People close to Mr. McEntee said problems related to online gambling and mishandling of his taxes prevented him from gaining the clearance necessary for the role. The Secret Service is investigating Mr. McEntee for those issues, according to a law enforcement official.
White House press secretary Sarah Sanders said, “We don’t comment on personnel issues.” Mr. McEntee didn’t return a call seeking comment.
On Tuesday morning, less than a day after Mr. McEntee’s ouster from the White House, the Trump presidential campaign announced he would join the 2020 effort as a senior adviser for campaign operations.
Mr. McEntee had joined the campaign in 2015 a few years after graduating college.
In additional staff turnover, Mr. Trump on Tuesday said Rex Tillerson was out as secretary of state, after months of speculation over his fate, and that Central Intelligence Agency Director Mike Pompeo would be nominated to lead the State Department.
A tally of senior officials and aides who have left the administration
Mr. McEntee wasn’t as well known as the others, but had been a constant presence at Mr. Trump’s side for the past three years. He made sure Mr. Trump had markers to sign autographs, delivered messages to him in the White House residence and, over the weekend, ensured that the clocks in the White House residence were adjusted for daylight-saving time.
“It’s not going to be great for morale,” one White House official said about Mr. McEntee’s departure.
Mr. McEntee was removed from the White House grounds on Monday afternoon without being allowed to collect his belongings, a White House official said. He left without his jacket, a second White House official said.

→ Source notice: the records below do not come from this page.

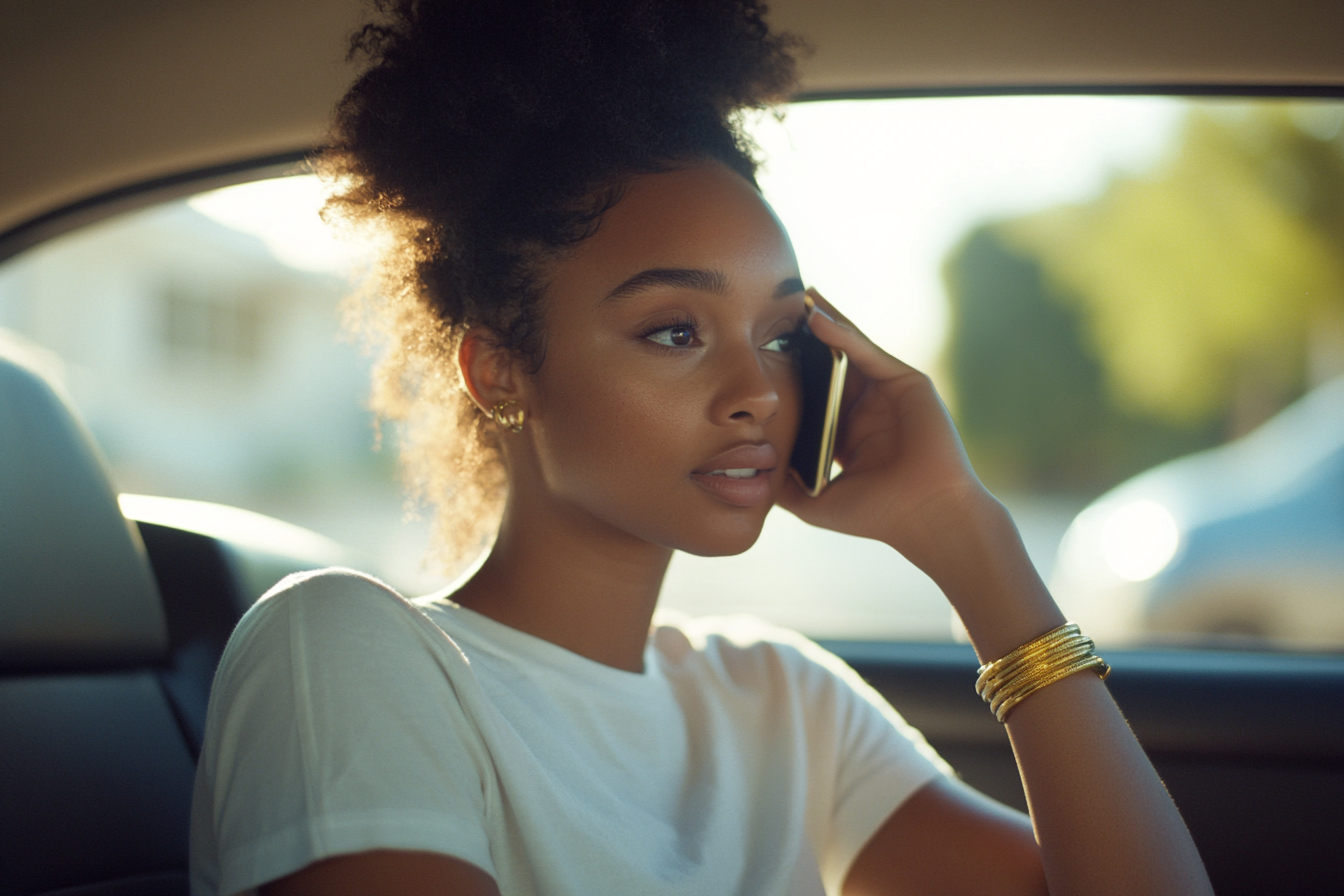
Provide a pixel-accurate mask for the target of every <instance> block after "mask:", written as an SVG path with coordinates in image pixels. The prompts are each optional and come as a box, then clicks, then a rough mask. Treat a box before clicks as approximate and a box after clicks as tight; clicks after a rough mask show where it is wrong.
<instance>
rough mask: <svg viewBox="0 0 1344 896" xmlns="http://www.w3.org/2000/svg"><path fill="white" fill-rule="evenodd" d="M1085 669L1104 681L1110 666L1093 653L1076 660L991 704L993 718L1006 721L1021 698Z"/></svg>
mask: <svg viewBox="0 0 1344 896" xmlns="http://www.w3.org/2000/svg"><path fill="white" fill-rule="evenodd" d="M1085 669H1097V676H1098V677H1099V678H1101V680H1102V681H1105V680H1106V677H1107V676H1109V674H1110V666H1109V665H1107V664H1106V661H1105V660H1102V658H1101V657H1098V656H1097V654H1093V656H1090V657H1087V658H1086V660H1079V661H1078V662H1075V664H1073V665H1070V666H1066V668H1063V669H1059V670H1058V672H1055V673H1054V674H1051V676H1050V677H1047V678H1044V680H1042V681H1040V682H1039V684H1038V685H1036V686H1035V688H1032V689H1030V690H1027V692H1025V693H1021V695H1017V696H1016V697H1012V699H1011V700H1004V701H1003V703H1001V704H1000V705H999V707H993V705H991V707H989V708H991V709H992V711H993V713H995V719H997V720H999V721H1008V713H1009V712H1011V711H1012V709H1013V707H1016V705H1017V704H1019V703H1021V701H1023V700H1025V699H1027V697H1030V696H1031V695H1034V693H1036V692H1038V690H1040V689H1042V688H1044V686H1046V685H1052V684H1055V682H1056V681H1062V680H1064V678H1067V677H1068V676H1071V674H1074V673H1075V672H1082V670H1085Z"/></svg>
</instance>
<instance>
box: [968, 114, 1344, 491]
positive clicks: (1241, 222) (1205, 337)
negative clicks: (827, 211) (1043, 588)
mask: <svg viewBox="0 0 1344 896" xmlns="http://www.w3.org/2000/svg"><path fill="white" fill-rule="evenodd" d="M1341 124H1344V109H1340V106H1339V103H1332V105H1324V103H1318V105H1312V103H1274V105H1265V103H1257V105H1241V103H1238V105H1231V103H1227V105H1218V106H1204V107H1200V109H1196V110H1193V111H1192V113H1189V116H1188V117H1187V120H1185V122H1184V126H1183V128H1181V132H1180V136H1179V138H1177V140H1176V142H1175V145H1173V150H1172V152H1171V153H1169V154H1168V157H1167V159H1165V160H1164V161H1163V163H1160V164H1159V165H1157V167H1154V168H1153V169H1152V171H1150V172H1146V173H1144V175H1141V176H1126V177H1118V179H1116V180H1113V181H1111V184H1110V185H1109V187H1107V188H1106V191H1105V192H1103V193H1102V195H1101V196H1099V197H1098V199H1097V200H1095V201H1091V203H1087V204H1082V206H1068V207H1060V208H1052V210H1047V211H1044V212H1039V214H1034V215H1028V216H1024V218H1019V219H1013V220H1008V222H1000V223H997V224H991V226H986V227H982V228H980V230H977V231H974V232H973V234H970V235H969V236H968V238H966V239H965V240H964V242H962V244H961V246H960V247H958V249H957V250H956V251H954V253H953V255H952V257H950V258H949V262H948V267H946V278H948V285H949V294H950V297H952V306H953V330H952V339H950V343H949V351H948V356H949V365H950V372H952V375H953V379H954V390H956V394H954V398H956V403H957V414H958V419H960V422H961V426H962V429H964V431H965V435H966V441H968V449H969V450H970V451H972V454H973V457H974V458H976V459H977V469H982V470H985V472H986V478H988V480H992V481H997V484H999V485H1000V488H1004V486H1008V488H1023V486H1025V488H1068V489H1085V490H1094V489H1099V488H1105V486H1106V485H1110V484H1113V482H1116V481H1118V480H1120V478H1124V477H1125V476H1128V474H1132V473H1134V472H1138V470H1141V469H1144V467H1146V466H1149V465H1152V463H1153V462H1157V461H1161V459H1165V458H1168V457H1175V455H1177V454H1183V453H1185V451H1189V450H1195V449H1199V447H1203V446H1206V445H1210V443H1215V442H1216V441H1222V438H1226V437H1228V435H1238V434H1241V433H1243V431H1247V430H1249V429H1253V427H1254V426H1257V424H1258V423H1261V422H1263V420H1265V419H1266V418H1267V416H1270V415H1271V414H1274V412H1275V411H1278V410H1279V408H1281V407H1282V406H1284V404H1286V403H1288V402H1289V400H1292V399H1293V398H1296V396H1297V395H1300V394H1301V392H1302V390H1304V388H1305V387H1306V386H1309V384H1312V382H1313V380H1318V379H1322V377H1325V376H1329V375H1333V373H1339V372H1344V371H1341V369H1340V359H1341V357H1344V137H1341ZM1322 359H1324V360H1322ZM1332 359H1333V360H1332Z"/></svg>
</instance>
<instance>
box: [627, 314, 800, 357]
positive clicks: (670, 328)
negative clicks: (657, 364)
mask: <svg viewBox="0 0 1344 896" xmlns="http://www.w3.org/2000/svg"><path fill="white" fill-rule="evenodd" d="M680 328H685V329H688V330H691V332H692V336H694V333H695V330H698V329H699V328H700V325H699V324H698V322H696V321H695V318H694V317H680V318H676V320H672V321H667V322H661V324H659V325H656V326H650V328H649V329H646V330H644V332H642V333H640V339H645V340H648V341H650V343H653V345H657V347H659V348H661V349H667V351H669V352H673V351H677V349H681V348H691V347H689V345H664V344H663V343H655V341H653V340H652V339H650V337H652V336H655V334H657V333H665V332H667V330H669V329H680ZM801 330H802V321H798V324H797V326H794V328H793V329H792V330H789V332H788V333H780V334H778V336H775V337H774V339H773V340H770V341H771V343H773V341H777V340H785V347H784V349H782V352H781V353H785V355H788V353H789V341H790V340H796V339H798V334H800V332H801Z"/></svg>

Mr. Kelly told reporters earlier this month that when he joined the White House as chief of staff this summer, he realized a large number of staffers still held interim clearances after more than seven months in the administration.
His review turned up “a couple spreadsheets worth of people” at the White House operating with interim security clearance after the first nine months of the Trump administration. He also found at least 35 officials who were inappropriately given top secret clearance.